Review by VF5SS
Hey all you van fans out there! Vanity Veef here, welcoming all you guys and gals to another eye-opening review of a crazy kooky old robot toy!
Alright, enough of that van-jive, let's get down to business. So of you may remember my review of the Convert-A-Bots Car, which ended up being an even more off-brand release of the Toyota Soarer Robo-Car by Mark. Well it just so happens that I found another Convert-A-Bot while perusing Mr. Ginrai's Gobots bin at the recent Chogokin Summit. Get ready for a real supervan!
The Convert-A-Bots Van came out a little after the more familiar Converters Mini-Bot version. Like its kin, this Van is a roughly two and a half inch long diecast vehicle with rubber tires.
The toy was originally known as the Robo Car "Ace Robo," and transforms into a Nissan Cherry Vanette. Transformers fans may recognize this humble family roadster, since it's the same vehicle mode as Ratchet and Ironhide.
One cool thing about Mark's Robo Cars is how that they all have clear front windows and a basic interior sculpted inside.
Unfortunately, the rest of the windows are just stickers, and it appears the rear windshield ones weren't applied properly on this toy.
Van fits in quite well with its Robo Car brethren. On the right is a Converters City, and on the left is the aforementioned Convert-A-Bots Car.
And I would be remiss not to mention how well Van fits in with similar 80's transforming vehicles, like Gobot Van Guard. For a lot of children, these were all the same kind of toy regardless of their origin.

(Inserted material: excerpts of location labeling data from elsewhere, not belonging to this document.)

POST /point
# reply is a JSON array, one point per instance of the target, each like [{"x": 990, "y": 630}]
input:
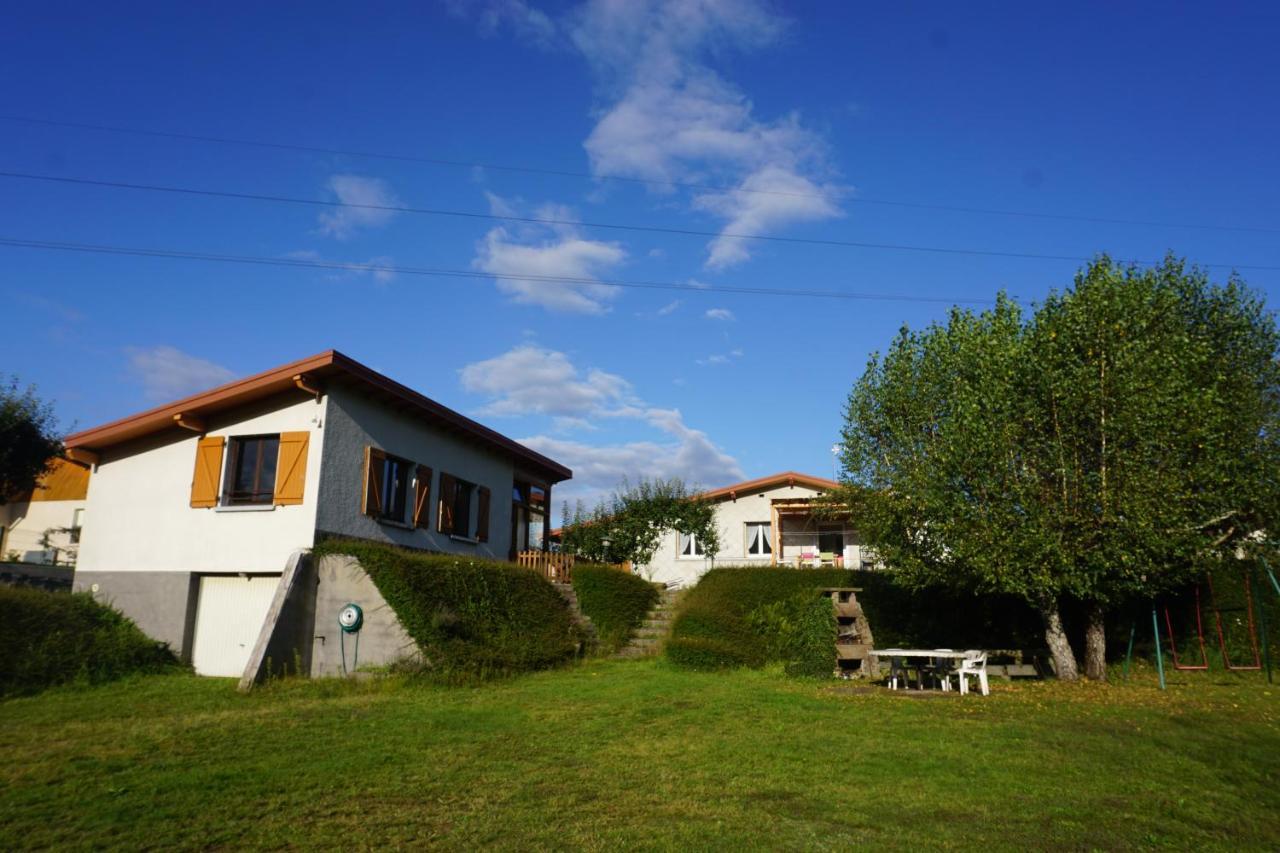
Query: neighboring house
[
  {"x": 44, "y": 524},
  {"x": 196, "y": 506},
  {"x": 766, "y": 521}
]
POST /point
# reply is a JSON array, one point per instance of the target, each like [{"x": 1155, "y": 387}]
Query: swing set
[{"x": 1260, "y": 652}]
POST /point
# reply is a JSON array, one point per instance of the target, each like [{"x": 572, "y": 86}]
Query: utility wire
[
  {"x": 574, "y": 223},
  {"x": 620, "y": 178},
  {"x": 100, "y": 249}
]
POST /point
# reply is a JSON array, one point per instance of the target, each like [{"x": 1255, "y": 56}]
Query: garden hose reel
[{"x": 351, "y": 619}]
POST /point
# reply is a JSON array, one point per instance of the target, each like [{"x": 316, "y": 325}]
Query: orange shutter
[
  {"x": 483, "y": 519},
  {"x": 448, "y": 495},
  {"x": 209, "y": 469},
  {"x": 371, "y": 502},
  {"x": 291, "y": 468},
  {"x": 423, "y": 497}
]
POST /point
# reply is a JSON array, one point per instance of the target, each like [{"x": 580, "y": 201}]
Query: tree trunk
[
  {"x": 1064, "y": 658},
  {"x": 1096, "y": 643}
]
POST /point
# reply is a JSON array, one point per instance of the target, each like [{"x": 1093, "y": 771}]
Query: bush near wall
[
  {"x": 615, "y": 601},
  {"x": 748, "y": 617},
  {"x": 50, "y": 638},
  {"x": 472, "y": 619}
]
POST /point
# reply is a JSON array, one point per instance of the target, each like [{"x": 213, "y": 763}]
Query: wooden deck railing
[{"x": 556, "y": 566}]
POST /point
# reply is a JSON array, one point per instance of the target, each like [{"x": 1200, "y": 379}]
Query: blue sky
[{"x": 782, "y": 119}]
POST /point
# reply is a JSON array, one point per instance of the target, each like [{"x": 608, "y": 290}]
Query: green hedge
[
  {"x": 753, "y": 616},
  {"x": 472, "y": 619},
  {"x": 615, "y": 601},
  {"x": 51, "y": 638}
]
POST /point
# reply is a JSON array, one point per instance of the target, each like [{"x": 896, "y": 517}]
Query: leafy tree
[
  {"x": 28, "y": 439},
  {"x": 630, "y": 524},
  {"x": 1110, "y": 446}
]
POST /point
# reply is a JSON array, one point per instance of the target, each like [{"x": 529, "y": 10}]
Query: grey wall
[
  {"x": 341, "y": 580},
  {"x": 356, "y": 422},
  {"x": 161, "y": 603}
]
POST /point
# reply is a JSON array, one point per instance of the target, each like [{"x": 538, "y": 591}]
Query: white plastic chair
[{"x": 974, "y": 662}]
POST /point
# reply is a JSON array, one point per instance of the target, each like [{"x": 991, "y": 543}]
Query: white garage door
[{"x": 229, "y": 615}]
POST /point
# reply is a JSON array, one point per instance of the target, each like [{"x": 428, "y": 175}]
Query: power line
[
  {"x": 620, "y": 178},
  {"x": 100, "y": 249},
  {"x": 576, "y": 223}
]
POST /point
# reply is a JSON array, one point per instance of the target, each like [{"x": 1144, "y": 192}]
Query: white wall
[
  {"x": 24, "y": 525},
  {"x": 356, "y": 422},
  {"x": 731, "y": 519},
  {"x": 138, "y": 516}
]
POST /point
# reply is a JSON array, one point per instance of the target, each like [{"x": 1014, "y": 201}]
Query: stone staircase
[
  {"x": 647, "y": 641},
  {"x": 570, "y": 597}
]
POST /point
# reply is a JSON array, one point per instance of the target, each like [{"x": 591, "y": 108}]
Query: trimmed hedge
[
  {"x": 743, "y": 617},
  {"x": 615, "y": 601},
  {"x": 472, "y": 619},
  {"x": 53, "y": 638}
]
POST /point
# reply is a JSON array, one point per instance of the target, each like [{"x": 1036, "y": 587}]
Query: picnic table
[{"x": 899, "y": 664}]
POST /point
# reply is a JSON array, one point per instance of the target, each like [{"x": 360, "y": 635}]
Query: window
[
  {"x": 758, "y": 539},
  {"x": 690, "y": 548},
  {"x": 394, "y": 487},
  {"x": 251, "y": 470},
  {"x": 464, "y": 509}
]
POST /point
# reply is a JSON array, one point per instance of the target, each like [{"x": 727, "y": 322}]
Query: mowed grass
[{"x": 639, "y": 755}]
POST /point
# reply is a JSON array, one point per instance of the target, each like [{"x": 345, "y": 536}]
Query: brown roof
[
  {"x": 772, "y": 480},
  {"x": 315, "y": 370}
]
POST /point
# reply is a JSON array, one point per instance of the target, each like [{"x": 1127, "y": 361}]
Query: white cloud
[
  {"x": 522, "y": 255},
  {"x": 168, "y": 373},
  {"x": 493, "y": 16},
  {"x": 670, "y": 117},
  {"x": 356, "y": 190},
  {"x": 535, "y": 381}
]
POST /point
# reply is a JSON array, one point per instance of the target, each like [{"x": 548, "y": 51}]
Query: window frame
[
  {"x": 234, "y": 452},
  {"x": 698, "y": 551},
  {"x": 405, "y": 468},
  {"x": 766, "y": 539}
]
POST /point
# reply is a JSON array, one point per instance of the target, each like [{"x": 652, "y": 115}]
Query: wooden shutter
[
  {"x": 483, "y": 518},
  {"x": 448, "y": 495},
  {"x": 371, "y": 503},
  {"x": 209, "y": 469},
  {"x": 423, "y": 497},
  {"x": 291, "y": 468}
]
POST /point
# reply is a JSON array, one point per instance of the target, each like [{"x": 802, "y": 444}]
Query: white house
[
  {"x": 767, "y": 521},
  {"x": 196, "y": 506},
  {"x": 44, "y": 524}
]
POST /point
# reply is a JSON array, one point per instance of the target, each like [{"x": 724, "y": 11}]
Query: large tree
[
  {"x": 1110, "y": 446},
  {"x": 28, "y": 438},
  {"x": 630, "y": 524}
]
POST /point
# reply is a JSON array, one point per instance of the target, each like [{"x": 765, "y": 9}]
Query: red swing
[
  {"x": 1200, "y": 637},
  {"x": 1253, "y": 633},
  {"x": 1221, "y": 633}
]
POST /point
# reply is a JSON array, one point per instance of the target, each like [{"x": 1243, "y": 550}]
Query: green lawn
[{"x": 626, "y": 755}]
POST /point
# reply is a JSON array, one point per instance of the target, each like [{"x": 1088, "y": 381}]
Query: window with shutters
[
  {"x": 758, "y": 539},
  {"x": 464, "y": 509},
  {"x": 689, "y": 547},
  {"x": 250, "y": 475},
  {"x": 394, "y": 488}
]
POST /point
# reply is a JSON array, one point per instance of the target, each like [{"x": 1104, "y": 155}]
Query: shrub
[
  {"x": 56, "y": 637},
  {"x": 754, "y": 615},
  {"x": 472, "y": 619},
  {"x": 615, "y": 601}
]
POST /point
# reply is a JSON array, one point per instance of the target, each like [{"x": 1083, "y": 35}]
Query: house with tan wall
[
  {"x": 196, "y": 507},
  {"x": 44, "y": 525},
  {"x": 767, "y": 521}
]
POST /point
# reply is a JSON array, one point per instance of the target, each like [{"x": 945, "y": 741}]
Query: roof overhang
[{"x": 307, "y": 377}]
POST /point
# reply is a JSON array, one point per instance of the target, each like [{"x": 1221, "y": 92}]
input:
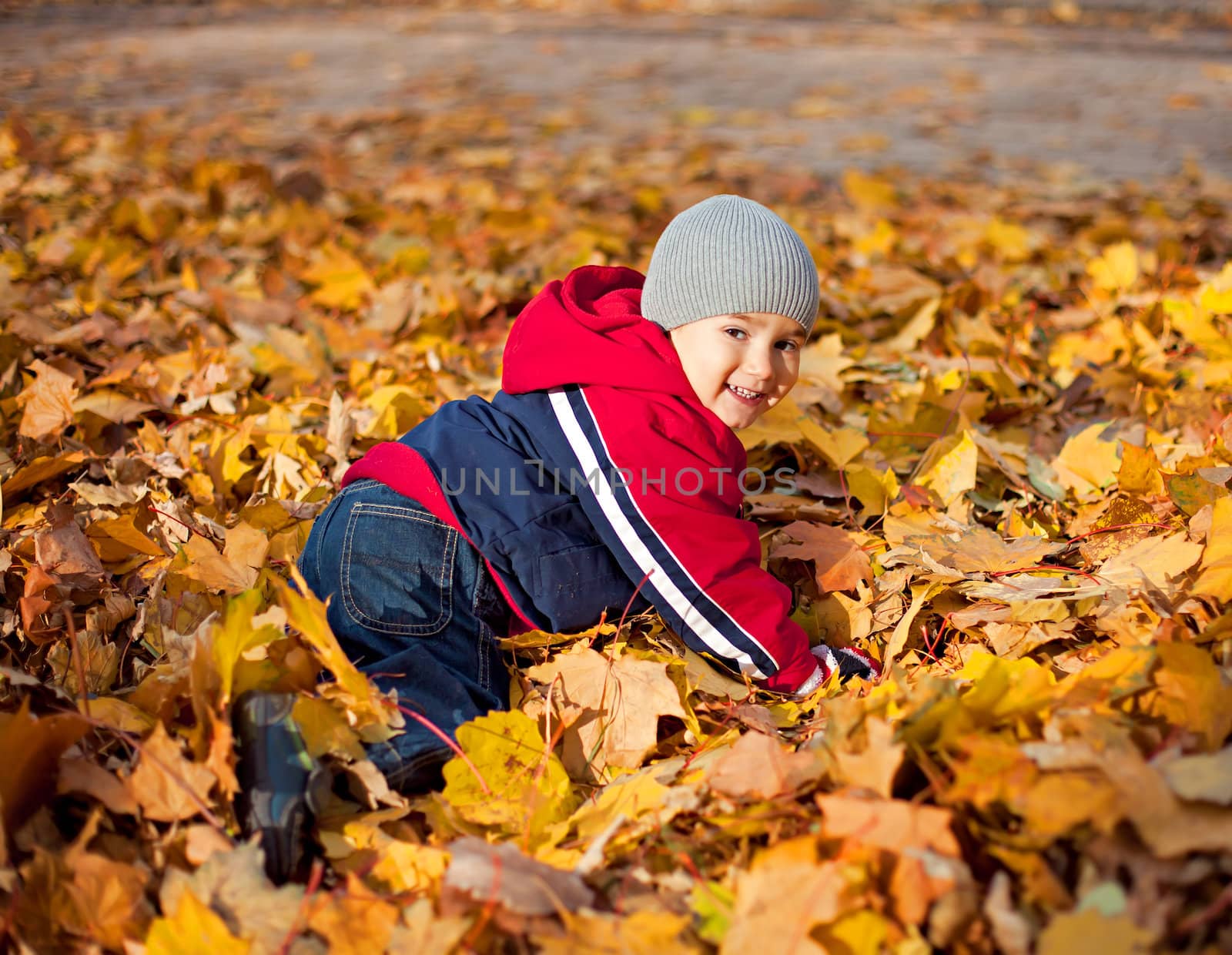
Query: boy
[{"x": 607, "y": 470}]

Transforming Van into robot mode is a typical Japanese 80's henkei affair, with the sides of the vehicle pulling out to become arms, while the rear half unfolds into legs.
Along the way, we get to admire the ominous looking "VILLAGE TOYS" logo that serves as the maker's mark for Convert-A-Bots.
Both Van and Car have this branding. Also, I assure you that it does not say "VIIIACE TOYS."
All Convert-A-Bots sport a "©1984 Korea" stamp.
Here are the manufacturer's marks on Van and Car.
By contrast, Converters just have a pair of "Japan" stamps, which seems to indicate that they were produced in the same factories as Mark's Robo Car toys.
Van unfolds into a competent little toy robot that stands three and a half inches tall.
The toy has a tendency to tumble backwards due its lack of solid heels.
Van's head design appears to be a cross between the RX-78 Gundam and Don Hakka from Starzinger. Silver paint brings out all the appropriate details, and gives the toy a charming low-budget finish. The body stickers provide a generic 80's robot feel, but, for whatever reason, Van sports a pair of door hinges in its chest plate design.
Here is Van with Converters City and Convert-A-Bots Car. The three toys display the fairly consistent Robo Car aesthetic, which helps differentiate them from the other transforming robots they tried to emulate.
Although, that design style is close enough to make a Robo Car easily mistakable for a more mainstream Gobot figure, such as Van Guard.
And while there was never a show based on these toys, pairing up City and Van gives them a bit of a Laurel and Hardy vibe.
The Convert-A-Bots Van isn't the most interesting toy on its own, but the story behind it provides a cool look into the highly competitive world of 80's robot toys.